Choice of self-generation in the industrial firm: A case study of Indonesia
This dissertation investigates economic factors that industrial firms consider when deciding how much electricity to self-generate. The study develops and econometrically tests a simultaneous Tobit model explaining the relative importance of several key economic factors. The empirical result, based on data from the cigarette, spinning-textile, paper, fertilizer, crumb-rubber, cement and metal works industries in Indonesia, has demonstrated the interaction of several independent variables that determine the firm's decision to self-generate. The key variables that affect the decision are cost of self-generation, electricity demand of the public utility, and reliability of the public utility. The evidence suggests that for most firms, over a five year period, low levels of reliability of the public utility play the most important role in determining the quantity of electricity produced. The results indicate that an alternative government policy action related to the improvement of the quality of service should focus on utilizing firms' excess power generation. Under this option, the public utility, PLN, would purchase excess power from the industrial firms. The price should be on a level such that neither party is a financial losers.
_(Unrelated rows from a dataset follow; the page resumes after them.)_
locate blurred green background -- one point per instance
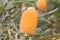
(48, 27)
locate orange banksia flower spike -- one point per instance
(42, 5)
(28, 21)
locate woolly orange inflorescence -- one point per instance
(28, 21)
(42, 5)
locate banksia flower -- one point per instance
(42, 5)
(28, 21)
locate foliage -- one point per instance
(48, 27)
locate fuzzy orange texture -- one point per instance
(28, 21)
(42, 4)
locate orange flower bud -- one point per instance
(28, 21)
(42, 5)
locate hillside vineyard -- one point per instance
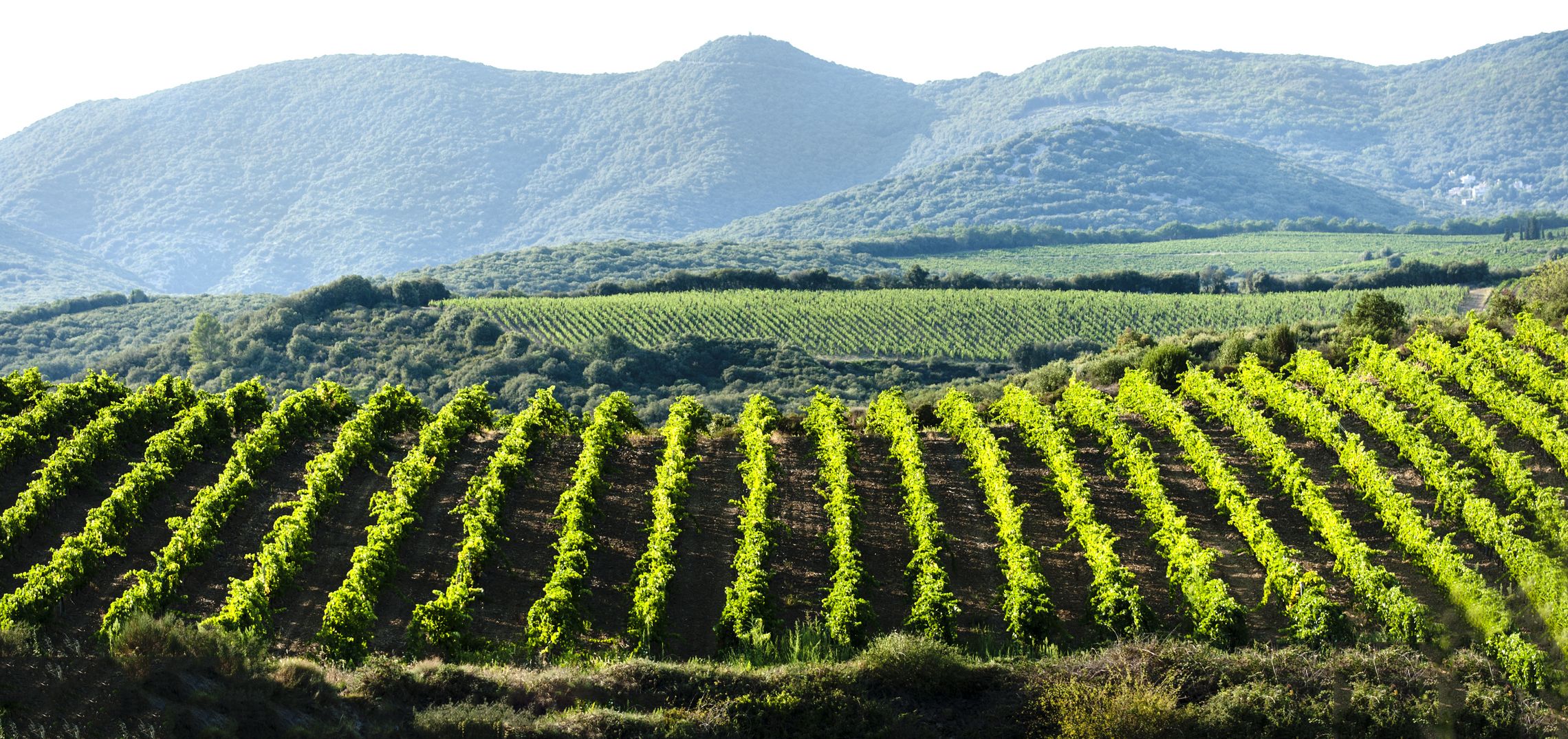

The benefit-cost analysis shows that this type of a private provision is beneficial not only for the utility and the firms, but also the nation. Furthermore, the establishment of a private provision market would help create more reliable and economical electric supply facilities. As a result, this could produce better energy resource allocation, especially in the electricity market, with minimum interruptions and decreases in outage cost. This study has several direct and indirect implications for industrial firms and the utility. For the industrial firms, the study helps to produce a better analysis of the strategy of cost minimization with the possibility of profiting from the power transaction. The utility, with a knowledge of the behavior of the industrial firms, would gain a better understanding concerning decisions on how to improve the electricity service. One way to do that, in the short or medium term, would be to promote potential self-generators to augment the public supply through appropriate price policies and regulations.
Abimanyu, Anggito, "Choice of self-generation in the industrial firm: A case study of Indonesia" (1993). Dissertations available from ProQuest. AAI9413784.